Aussitôt, la guerrière pensa que le magicien voulait abandonner leur recherche, sans comprendre les raisons d’une telle décision :
«Tu songes quitter Aliaenon ?» Dit-elle tout en s’approchant de lui.
Il répondit négativement, elle avait sans doute mal interprété ses propos.
En la présence de Xël, Sibelle se détendit. Le mage était un homme simple, qui dégageait une certaine sérénité et qui semblait toujours de bonne humeur. Pourtant, dans l’infirmerie, il avait montré une autre facette de lui, lorsqu’il s’en était pris, avec raison, à Yurlungur. La petite s’en était pris à une de ses amis... ou peut-être même une amoureuse passée. Sibelle avait rejoint Xël dans le but de lui poser une question bien précise :
« Elurien semblait tout chaviré à sa sortie de l'infirmerie. Que s'est-il passé ?»Mais une fois de plus, il secoua la tête, ils n’avaient pas vu la même chose qu’Elurien, il était également intrigué par la cause de cette soudaine fatigue et avait l’intention de questionner leur hôte à ce sujet.
« Bonne idée. Pendant que tu étais à l'infirmerie, le mage masqué a écrit que Naral avait posé des questions à Elurien… tu pourrais également le questionner à ce sujet... De mon côté, je pars avec Sirat, à la recherche du dragon noir. Je te communiquerai par la pierre verte pour te donner les informations qu'on aura trouvées. »Surpris, il craignait que le dragon noir les attaque de nouveau. Sibelle comprenait la crainte de Xël, car elle avait ressenti la même lorsque Sirat lui avait annoncé sa décision. Elle lui avoua donc qu’elle avait pris la décision de seconder l’humoran.
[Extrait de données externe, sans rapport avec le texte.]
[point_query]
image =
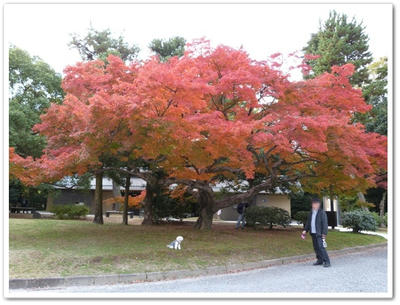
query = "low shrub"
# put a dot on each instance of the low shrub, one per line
(359, 220)
(70, 211)
(301, 217)
(267, 216)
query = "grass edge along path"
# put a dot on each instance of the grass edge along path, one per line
(58, 248)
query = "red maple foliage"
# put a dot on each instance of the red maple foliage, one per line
(210, 116)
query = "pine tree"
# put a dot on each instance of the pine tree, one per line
(340, 41)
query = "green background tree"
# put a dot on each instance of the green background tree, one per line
(98, 44)
(165, 49)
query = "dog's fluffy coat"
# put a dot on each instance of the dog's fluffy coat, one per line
(176, 244)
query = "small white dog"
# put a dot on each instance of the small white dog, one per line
(176, 244)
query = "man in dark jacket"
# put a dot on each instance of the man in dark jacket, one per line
(241, 220)
(317, 225)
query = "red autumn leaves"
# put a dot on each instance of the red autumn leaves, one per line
(208, 116)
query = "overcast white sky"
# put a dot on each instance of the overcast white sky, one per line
(263, 29)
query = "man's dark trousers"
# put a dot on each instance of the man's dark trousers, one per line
(320, 251)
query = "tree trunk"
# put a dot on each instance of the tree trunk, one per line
(206, 202)
(361, 197)
(148, 201)
(126, 200)
(50, 201)
(116, 189)
(382, 207)
(98, 199)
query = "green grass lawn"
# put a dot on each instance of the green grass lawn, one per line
(44, 247)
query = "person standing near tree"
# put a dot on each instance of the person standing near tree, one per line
(241, 208)
(317, 225)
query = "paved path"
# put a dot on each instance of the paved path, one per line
(359, 272)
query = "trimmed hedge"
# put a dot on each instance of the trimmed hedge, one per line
(266, 216)
(301, 217)
(380, 220)
(70, 211)
(359, 220)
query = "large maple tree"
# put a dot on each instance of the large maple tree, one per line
(211, 116)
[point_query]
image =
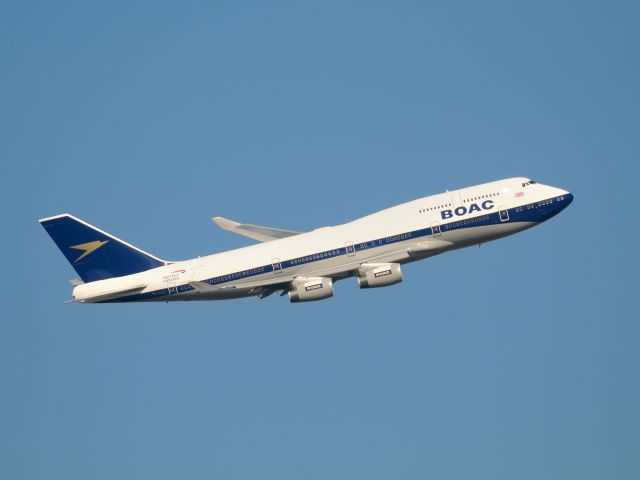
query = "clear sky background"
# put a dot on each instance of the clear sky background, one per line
(515, 360)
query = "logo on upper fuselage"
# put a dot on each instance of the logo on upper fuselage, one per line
(88, 248)
(463, 210)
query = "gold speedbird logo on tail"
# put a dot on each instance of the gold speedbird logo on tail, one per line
(88, 248)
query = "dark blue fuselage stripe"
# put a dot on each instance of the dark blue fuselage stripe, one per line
(533, 212)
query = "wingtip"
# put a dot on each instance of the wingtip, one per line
(224, 222)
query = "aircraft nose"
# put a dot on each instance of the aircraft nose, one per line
(568, 198)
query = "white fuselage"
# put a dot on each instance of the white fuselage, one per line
(411, 231)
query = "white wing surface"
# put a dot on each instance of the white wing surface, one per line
(256, 232)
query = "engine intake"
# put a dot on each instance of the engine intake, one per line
(310, 289)
(373, 275)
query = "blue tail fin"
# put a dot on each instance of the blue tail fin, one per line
(95, 254)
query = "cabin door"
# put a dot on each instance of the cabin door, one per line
(504, 214)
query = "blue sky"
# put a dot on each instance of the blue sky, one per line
(515, 360)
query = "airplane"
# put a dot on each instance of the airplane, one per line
(304, 265)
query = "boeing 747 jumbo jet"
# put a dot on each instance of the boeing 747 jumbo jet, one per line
(305, 265)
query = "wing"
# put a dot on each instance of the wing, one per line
(257, 232)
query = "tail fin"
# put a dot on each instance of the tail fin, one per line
(95, 254)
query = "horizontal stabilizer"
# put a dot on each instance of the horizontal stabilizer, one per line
(112, 294)
(256, 232)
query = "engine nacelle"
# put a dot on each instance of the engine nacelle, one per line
(373, 275)
(310, 289)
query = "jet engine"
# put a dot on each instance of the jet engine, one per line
(373, 275)
(310, 289)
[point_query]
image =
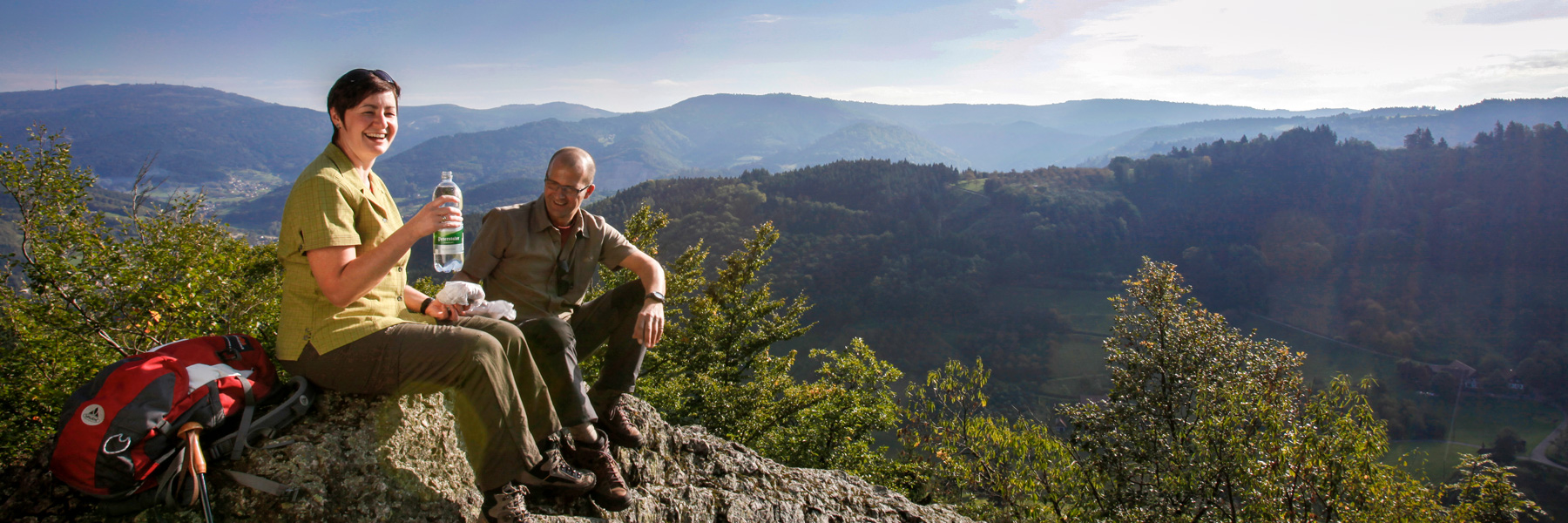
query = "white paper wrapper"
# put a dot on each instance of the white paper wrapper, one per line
(462, 293)
(493, 309)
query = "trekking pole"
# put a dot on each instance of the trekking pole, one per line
(198, 465)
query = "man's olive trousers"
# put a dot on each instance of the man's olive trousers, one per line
(558, 346)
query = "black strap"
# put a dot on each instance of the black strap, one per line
(262, 484)
(231, 348)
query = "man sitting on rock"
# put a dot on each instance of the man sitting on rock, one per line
(541, 256)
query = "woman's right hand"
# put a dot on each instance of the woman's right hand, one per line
(435, 217)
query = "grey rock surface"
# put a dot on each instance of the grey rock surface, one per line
(399, 459)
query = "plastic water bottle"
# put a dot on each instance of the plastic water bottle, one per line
(447, 242)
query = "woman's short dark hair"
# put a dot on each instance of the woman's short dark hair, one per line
(355, 87)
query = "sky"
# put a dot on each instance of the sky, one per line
(643, 55)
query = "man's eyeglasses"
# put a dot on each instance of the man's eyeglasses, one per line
(554, 187)
(378, 72)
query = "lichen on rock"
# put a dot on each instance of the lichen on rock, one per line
(399, 459)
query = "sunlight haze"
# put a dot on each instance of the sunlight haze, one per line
(635, 55)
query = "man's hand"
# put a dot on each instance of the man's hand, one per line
(650, 324)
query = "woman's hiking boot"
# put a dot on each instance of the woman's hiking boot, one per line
(595, 456)
(615, 423)
(505, 505)
(552, 476)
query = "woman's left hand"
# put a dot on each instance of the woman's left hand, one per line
(444, 311)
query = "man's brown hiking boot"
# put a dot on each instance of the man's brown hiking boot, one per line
(554, 478)
(505, 506)
(595, 456)
(617, 425)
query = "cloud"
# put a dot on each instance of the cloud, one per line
(764, 17)
(1509, 11)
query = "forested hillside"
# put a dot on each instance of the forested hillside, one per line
(1427, 252)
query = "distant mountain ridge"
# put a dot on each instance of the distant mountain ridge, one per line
(219, 140)
(245, 153)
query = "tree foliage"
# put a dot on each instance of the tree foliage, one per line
(1203, 423)
(91, 285)
(713, 366)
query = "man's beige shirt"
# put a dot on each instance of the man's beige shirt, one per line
(517, 253)
(331, 206)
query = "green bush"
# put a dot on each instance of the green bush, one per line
(86, 286)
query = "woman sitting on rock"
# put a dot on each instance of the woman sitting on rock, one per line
(350, 321)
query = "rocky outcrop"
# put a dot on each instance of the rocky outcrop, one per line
(382, 459)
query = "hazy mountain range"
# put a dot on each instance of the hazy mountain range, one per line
(247, 151)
« Oui, je crains également une récidive de la part du dragon. C’est justement pour ça que je ne veux pas laisser Sirat y aller seul. »En fait, la guerrière ne connaissait pas vraiment la peur, pas celle de mourir. Si elle craignait la mort des autres, il en était autrement de la sienne. Elle ne se sentait jamais aussi vivante que durant un combat, moment où elle pouvait relâcher toute cette fougue et cette énergie qui l’habitait.
Tout en mâchonnant son pain, Xël prit un moment de réflexion avant de faire part à Sibelle de son désir de les accompagner. Sibelle ne voyait pas d’inconvénients à la présence de Xël, par contre, elle se demandait s’il n’était pas préférable qu’il s’en tienne à son plan initial.
« Et Elurien, tu ne vas pas le questionner pour faire avancer notre recherche ? »Après avoir souri à la rouquine, il riposta que le maître des lieux serait sûrement toujours là à leur retour.
Tout mangeant à son tour un bout de pain, elle réfléchit. Elle avait autrefois critiqué l’utilisation qu’il faisait de sa magie. Mais elle le savait tout de même puissant. Et puis, il pourrait mieux qu’elle raisonner Sirat si cela s’avérait nécessaire. Elle en conclut qu'ils ne seraient pas trop de trois pour approcher le dragon.
« Oui, tu n'as pas tort. Tu es le bienvenu, à trois nos chances de ne pas mourir augmentent »Le mage plongea son regard dans celui de Sibelle et d’un ton amusé, il salua l’optimisme de la guerrière ce qui l’a fit légèrement sourire. Xël interrogea Sibelle quant à l’heure de leur départ, et elle réalisa de fait qu’elle n’avait pas posé la question à l’humoran.
« Je ne sais pas… Je suppose que oui. »À quoi, Xël s’empressa de dire qu’il était prêt.
La discussion étant terminée, Sibelle repartit pour la salle de convenance pour annoncer à Sirat que Xël les accompagnerait et qu’il les attendait juste de l’autre côté.